Bone marrow LysM-Cre mediated TFEB overexpression significantly affected the response of bone marrow-derived macrophages to tumor material, decreasing both the expression of typical M2-like macrophage associated genes and inflammatory response genes.

In order to examine the effects of TFEB overexpression in macrophages on anti-tumor immunity, 8 week-old, female LysM-Double-Cre x TFEB transgene+ (TFEBtg) and LysM-Double-Cre x TFEB transgene- (WT) mice were sacrificed and their bone marrow was differentiated into macrophages using recombinant M-CSF. After one week of differentiation, macrophages were replated and treated with either DMEM only or DMEM supplemented with tumor-conditioned medium (serum-free DMEM supernatant exposed to EO771 tumor cells) and tumor lysate for 24 hours.
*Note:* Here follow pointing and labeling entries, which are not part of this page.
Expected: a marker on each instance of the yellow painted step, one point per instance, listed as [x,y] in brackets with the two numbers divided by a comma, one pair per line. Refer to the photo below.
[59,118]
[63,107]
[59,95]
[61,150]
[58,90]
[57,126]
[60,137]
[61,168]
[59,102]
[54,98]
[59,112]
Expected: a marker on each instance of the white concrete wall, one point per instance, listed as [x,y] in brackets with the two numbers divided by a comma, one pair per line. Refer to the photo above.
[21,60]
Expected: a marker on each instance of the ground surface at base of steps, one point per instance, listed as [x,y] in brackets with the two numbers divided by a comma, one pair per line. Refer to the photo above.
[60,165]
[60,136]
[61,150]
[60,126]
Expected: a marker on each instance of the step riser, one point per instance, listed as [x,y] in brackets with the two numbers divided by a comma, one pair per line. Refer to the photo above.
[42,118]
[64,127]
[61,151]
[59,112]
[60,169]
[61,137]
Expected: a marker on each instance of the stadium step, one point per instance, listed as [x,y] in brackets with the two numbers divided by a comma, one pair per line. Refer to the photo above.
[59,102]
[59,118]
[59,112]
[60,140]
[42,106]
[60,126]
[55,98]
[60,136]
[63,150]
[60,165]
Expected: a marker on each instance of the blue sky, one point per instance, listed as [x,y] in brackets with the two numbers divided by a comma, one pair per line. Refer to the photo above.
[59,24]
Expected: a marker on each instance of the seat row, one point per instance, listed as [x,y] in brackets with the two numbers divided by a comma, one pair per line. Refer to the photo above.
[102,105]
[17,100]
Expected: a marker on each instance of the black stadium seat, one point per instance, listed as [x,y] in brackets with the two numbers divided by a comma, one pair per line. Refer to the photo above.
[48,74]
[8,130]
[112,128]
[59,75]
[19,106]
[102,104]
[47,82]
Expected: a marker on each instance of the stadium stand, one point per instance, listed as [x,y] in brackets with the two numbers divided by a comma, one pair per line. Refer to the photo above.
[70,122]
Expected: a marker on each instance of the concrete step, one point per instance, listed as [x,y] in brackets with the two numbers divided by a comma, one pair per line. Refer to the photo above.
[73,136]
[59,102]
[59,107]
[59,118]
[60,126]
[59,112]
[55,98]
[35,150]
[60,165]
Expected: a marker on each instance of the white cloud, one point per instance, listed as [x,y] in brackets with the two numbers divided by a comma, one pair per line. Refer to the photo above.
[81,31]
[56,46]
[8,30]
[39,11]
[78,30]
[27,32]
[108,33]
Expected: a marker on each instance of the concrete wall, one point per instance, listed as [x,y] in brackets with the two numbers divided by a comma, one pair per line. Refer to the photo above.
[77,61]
Macrophages were then collected and gene expression was analyzed using whole genome microarray. TFEBtg macrophages expressed significantly less typical M2-like macrophage genes, such as Arg1 and IL-10, than WT macrophages when exposed to tumor-conditioned medium and lysate. TFEB overexpression also decreased the expression of pro-inflammatory genes such as IL-1β, IL-6, and NLRP3 as well as genes involved in PGE2 synthesis, such as COX2, HIF-1α, MIF, and cPLA2. RT-qPCR was used to confirm the expression of the genes listed and many others. Ingenuity Pathway Analysis was also performed in order to analyze the expression of genes clustered by functional relationships. Mice treated to increase TFEB expression demonstrated decreased breast tumor growth. Four-condition, one-color experiment. Microarray analysis of LysM-Double-Cre x TFEB transgene+ and LysM-Double-Cre x TFEB transgene- mouse gene expression was performed on bone marrow-derived macrophage RNA. 3 biological replicates per each experimental group.